The situation is not unfamiliar to us today. There is no lack of voices wailing at the keyholes of the world: “You are damned! You are damned! You are damned!” And mankind cowers in an agony for want of the men and women who will nail the lie. It cannot be done in bravado. Only “the overflowings of sweetness and peace,” the “intimations of divine favour” give the right to fling back the answer: “Thou’rt a liar!”

Where are those “overflowings of sweetness and peace” to be found? We look back across three hundred years of history, like Ezekiel when he beheld the valley of dry bones. The bones of history can indeed be very dry. But if some Ezekiel were to rise up amongst us and prophesy upon those bones, we might find ourselves gathered together and caught up by the same spirit, so that we might “know a place to stand in,” a sure place from which to fling back our answer to the twentieth century witches and warlocks who throng the thick darkness that can be felt. If we could take up the challenges of 1652, we should know that the Lord is at work in the darkness; that the ocean of love and light is unquenchable, yesterday, today and forever; that whatever may befall us, our joy no man taketh from us; and so we could answer; “Thou’rt a liar!”

To take up those challenges is not impossible. We may not be chosen to receive God’s marching orders or to see the vision from afar, but we may well be the seekers, ready to be caught up in the net; from our homes, wherever they may be, the loving, uniting spirit of Swarthmoor may overflow into a hungry world; the sustaining friendship of the pioneers may warm our hearts; we too may, be “stiff as a tree and pure as a bell,” and break the hold of winter on a frozen world like the wild daffodils in the brambles; we too may know the strength which is bended after God, which puts the Lord’s business first, which is founded on the still spirit that keeps us; ours may be the courage which can say: “But if not, then will we lie down in the peace of our God and patiently suffer under you”; ours the faith which does not ask to see the harvest of its sowing; ours the joy that sings in the dark places of the earth because even they are filled with the glory of God. The challenges of 1652 are inescapable and they are with us now.

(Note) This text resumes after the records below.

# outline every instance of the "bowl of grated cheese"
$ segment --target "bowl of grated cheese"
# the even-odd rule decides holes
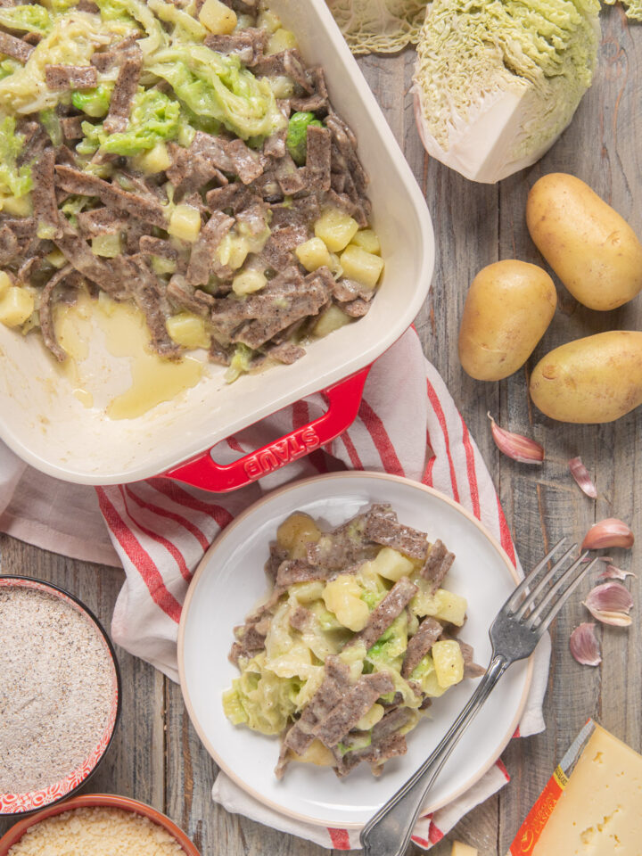
[[[0,856],[200,856],[187,835],[151,805],[86,794],[20,820],[0,838]]]

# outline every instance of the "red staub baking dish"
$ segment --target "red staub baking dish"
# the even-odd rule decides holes
[[[273,0],[308,63],[323,64],[330,96],[358,138],[371,177],[373,226],[385,270],[368,314],[313,342],[288,366],[232,384],[210,365],[203,378],[171,401],[134,419],[106,416],[100,396],[85,407],[37,336],[0,325],[0,438],[31,465],[85,484],[135,482],[167,474],[223,491],[260,478],[336,437],[355,418],[367,367],[410,325],[430,288],[434,238],[425,201],[325,4]],[[104,396],[122,385],[122,360],[100,359]],[[270,414],[322,391],[318,420],[248,457],[221,466],[210,449]],[[186,462],[186,463],[185,463]]]

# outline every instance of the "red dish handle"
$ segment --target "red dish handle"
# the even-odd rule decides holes
[[[232,464],[217,464],[210,449],[186,464],[179,464],[160,474],[203,490],[226,493],[256,482],[300,457],[305,457],[315,449],[334,440],[352,424],[358,413],[369,371],[370,366],[367,366],[356,374],[323,390],[321,394],[328,408],[318,419]]]

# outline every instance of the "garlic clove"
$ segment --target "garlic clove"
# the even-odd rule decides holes
[[[633,532],[623,521],[607,517],[591,526],[584,537],[581,548],[599,550],[603,547],[623,547],[629,550],[633,547],[634,541]]]
[[[573,657],[583,666],[598,666],[602,663],[592,621],[585,621],[575,628],[569,639],[569,647]]]
[[[597,498],[597,490],[593,484],[591,477],[588,475],[588,470],[582,464],[580,457],[572,457],[569,461],[569,469],[571,475],[575,479],[578,487],[592,499]]]
[[[621,582],[603,582],[587,595],[584,605],[603,624],[628,627],[633,606],[631,593]]]
[[[613,627],[629,627],[633,623],[630,615],[626,613],[613,613],[604,609],[589,610],[593,618],[597,618],[602,624],[611,624]]]
[[[597,577],[598,580],[626,580],[627,577],[638,578],[637,573],[632,571],[622,571],[621,568],[616,568],[614,564],[607,564],[606,570]]]
[[[541,464],[544,460],[544,448],[534,440],[524,437],[523,434],[515,434],[511,431],[506,431],[500,428],[495,422],[490,414],[488,414],[490,420],[490,428],[492,431],[495,445],[508,457],[514,461],[519,461],[520,464]]]

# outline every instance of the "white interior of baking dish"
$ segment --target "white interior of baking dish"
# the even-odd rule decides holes
[[[309,64],[323,64],[334,108],[354,129],[371,177],[373,224],[386,268],[371,311],[315,342],[293,366],[226,384],[202,380],[136,419],[86,407],[39,337],[0,325],[0,437],[38,469],[70,482],[132,482],[159,473],[235,431],[372,362],[412,323],[430,287],[434,240],[425,202],[358,67],[324,3],[273,0]],[[99,355],[105,396],[128,383],[128,367]],[[96,404],[100,396],[95,396]]]

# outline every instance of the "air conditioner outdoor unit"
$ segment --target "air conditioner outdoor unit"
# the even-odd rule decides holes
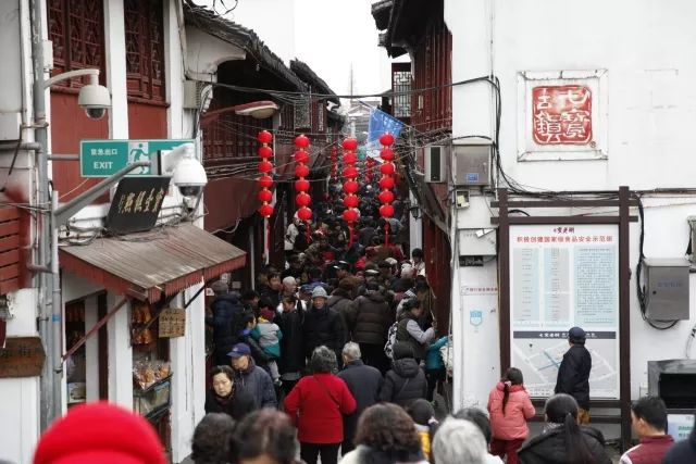
[[[447,181],[447,156],[448,149],[444,145],[431,145],[425,147],[425,181],[446,183]]]
[[[186,110],[201,110],[203,105],[203,89],[208,84],[199,80],[184,81],[184,101],[182,106]]]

“Come from the four winds, O Breath, and breathe upon these slain that they may live.”


About the Author

Elfrida Vipont Foulds (1902-1992) was born in Manchester (England) of Quaker parents. She worked as a freelance writer, lecturer, and singer before and after her marriage to R. Percy Foulds, a research technologist. During the Second World War she was headmistress of the Quaker Evacuation School at Yealand Manor, while he – still doing full-time research – was treasurer.

After the war she returned to writing. Forty-three of her books have been published, and she was awarded the Carnegie Medal for the best children’s book of 1950, The Lark on the Wing. Living in Yealand Conyers, she has served on a number of local and central committees, and for some years was Clerk of Meeting for Sufferings in London from 1969-1974. She also served on the Friends Service Council, the Friends Education Council, the Library Committee and the Friends Historical Society Executive Committee.

She journeyed in various countries overseas, lecturing and visiting schools, colleges, children’s libraries and Quaker groups and conferences. She was also chairman of the committee which arranged visits to the historic Quaker “1652 Country” in the north of England.